SPOSIEppure è una storia normalissima, di quelle che una volta formavano lo standard italiano. Una semplice storia di una coppia che si sposa, ha tre figli, e costruisce qualcosa di meraviglioso dal niente. Certo con alti e bassi, ma con continuità, con normalità. Forse anni fa non ci sarebbe stato nemmeno il bisogno di raccontarla, ma adesso ha il sapore di un mondo ordinato che in molti vorrebbero non esistesse più. Sono questi gli ingredienti della nuova fiction di Pupi Avati, un film di 600 minuti, diviso in 6 puntate, la cui ultima puntata è andata in onda il 20 gennaio.

 

Quando Avati presentò il suo progetto su un matrimonio che dura mezzo secolo, alla Rai gli risposero: «Allora è una fiction in costume». Roba da altri tempi, volevano dire, di un passato ormai estinto. Invece no. La provocazione del regista bolognese era proprio questa. Secondo lui, un matrimonio che dura mezzo secolo è «il vero scandalo moderno».

E la provocazione è piaciuta, a giudicare dagli ascolti. Il dato medio raggiunto fino alla quarta puntata, l’unico attualmente disponibile, è di circa 4,8 milioni di telespettatori, con uno share del 18,57%. Il picco è stato raggiunto nella seconda puntata con 5.336.000 telespettatori, ma anche il terzo episodio si è aggiudicato la prima serata. Insomma un risultato coi fiocchi. Curiosando fra i dati, si può scoprire che è stato seguito molto di più dalle donne (66,65%) che dagli uomini, più da un pubblico maturo che da uno giovane. Le tre regioni con il maggiore share sono state le Marche, la Basilicata e l’Emilia Romagna. Le più basse il Trentino, la Lombardia e, ultima, il Veneto.

La storia di Carlo (Flavio Parenti) e Francesca (Micaela Ramazzotti) è stata molto apprezzata dal pubblico, a testimonianza che si può ancora sorprendere e appassionare senza cercare l’eccesso continuo. Dall’inizio del 1948, per oltre mezzo secolo, la loro vita si ricollega a tutti gli eventi principali del nostro paese. Con un cast di oltre 250 attori, Pupi Avati è riuscito a raccontare un matrimonio straordinario ma molto normale, in grado di superare le incomprensioni, le difficoltà economiche, le inquietudini dei figli, persino una breve separazione. Qualcuno dirà: a fronte di tutte le narrazioni incredibili degli ultimi anni, questa è banale. Ma è proprio questa la sua forza, la semplicità quotidiana che diventa poesia.

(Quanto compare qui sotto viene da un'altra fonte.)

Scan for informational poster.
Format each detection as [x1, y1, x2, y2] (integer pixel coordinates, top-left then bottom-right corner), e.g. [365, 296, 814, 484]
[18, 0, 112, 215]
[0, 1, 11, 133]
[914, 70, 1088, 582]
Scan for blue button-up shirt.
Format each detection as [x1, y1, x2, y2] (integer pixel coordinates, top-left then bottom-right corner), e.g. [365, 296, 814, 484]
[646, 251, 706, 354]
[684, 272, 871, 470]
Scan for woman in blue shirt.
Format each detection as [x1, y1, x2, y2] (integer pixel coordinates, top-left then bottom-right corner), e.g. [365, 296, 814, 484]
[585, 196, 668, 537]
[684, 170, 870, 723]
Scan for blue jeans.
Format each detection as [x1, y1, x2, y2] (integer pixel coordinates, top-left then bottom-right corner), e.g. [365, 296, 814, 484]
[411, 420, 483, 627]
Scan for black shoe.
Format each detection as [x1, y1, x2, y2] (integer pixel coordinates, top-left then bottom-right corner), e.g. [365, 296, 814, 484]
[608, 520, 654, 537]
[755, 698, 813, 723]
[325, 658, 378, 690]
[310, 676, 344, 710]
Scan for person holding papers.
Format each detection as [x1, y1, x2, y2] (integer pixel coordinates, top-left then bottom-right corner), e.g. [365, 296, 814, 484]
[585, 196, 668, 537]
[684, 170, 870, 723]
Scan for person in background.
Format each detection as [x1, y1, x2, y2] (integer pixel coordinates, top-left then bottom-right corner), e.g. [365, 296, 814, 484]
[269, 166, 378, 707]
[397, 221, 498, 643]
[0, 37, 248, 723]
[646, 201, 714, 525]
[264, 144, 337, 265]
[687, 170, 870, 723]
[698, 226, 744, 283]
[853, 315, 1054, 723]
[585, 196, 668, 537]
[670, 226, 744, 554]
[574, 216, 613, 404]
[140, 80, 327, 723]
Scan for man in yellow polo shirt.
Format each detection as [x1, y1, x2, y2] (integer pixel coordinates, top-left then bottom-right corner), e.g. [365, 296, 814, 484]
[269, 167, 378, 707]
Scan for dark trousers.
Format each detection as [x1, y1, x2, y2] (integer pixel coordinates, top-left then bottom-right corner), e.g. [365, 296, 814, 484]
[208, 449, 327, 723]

Fulvio Cerutti su “La Stampa” ha fatto proprio questa domanda ad Antonella Ferrari, che nella fiction interpreta Anna Paola, la terza figlia e io narrante: «La fiction parla di una famiglia normale, senza grandi colpi di scena, morti o grandi scandali. Ma una famiglia normale, che fa fatica a tirare avanti, che non è perfetta perché ci sono dei tradimenti e momenti bui. Ma è una famiglia che riesce, attraverso il rispetto, ad andare avanti».

Parola chiave: normalità. Quella strana bellezza della continuità, che perdura anche nei momenti difficili. Un aspetto di cui Avati è estremamente consapevole. «Vivendo il matrimonio,» confessa in un’intervista su “Tempi  «ho capito che dare continuità, mantenere le promesse e trovarsi dopo tanti anni con la stessa persona, che è quella che ti conosce di più, a spartire gli anni della propria vecchiaia, sia una grande opportunità». Purtroppo «Siamo sommersi dalla negatività dei media da una propaganda uniforme che, non a caso, colpisce la famiglia e il matrimonio. Io mi chiedo: come si fa a proporre sperimentazioni su tanti tipi di famiglia, che sappiano non funzionare, quando ce ne è una, formata da uomo e donna, che funziona da millenni? Perciò c’è bisogno di mostrare questo in televisione, soprattutto ai giovani. E inoltre bisogna raccontare la storia di persone che sono riuscite ad affrontare le difficoltà della vita senza scappare. Il contrario di quanto accade adesso». Già, senza scappare. Anche se è più facile il contrario.

Seguire le passioni del momento, fare quello che è più comodo, lasciarsi consigliare sempre e solo dall’istinto e dai pruriti. Eppure così non si costruisce nulla. Avati non racconta qualcosa che non ha vissuto fin nel profondo. Anche lui è sposato da quasi mezzo secolo, è un cattolico praticante, va a messa tutti i giorni. Lì, nella chiesa di sempre, si siede sulla panca dove già stava sua madre. Da tutto questo ha trovato il materiale vivo per la sua recente opera. La sua vita, quella dei suoi genitori, poi dei suoi nonni. Episodi antichi che potrebbero un giorno tornare di nuovo di moda.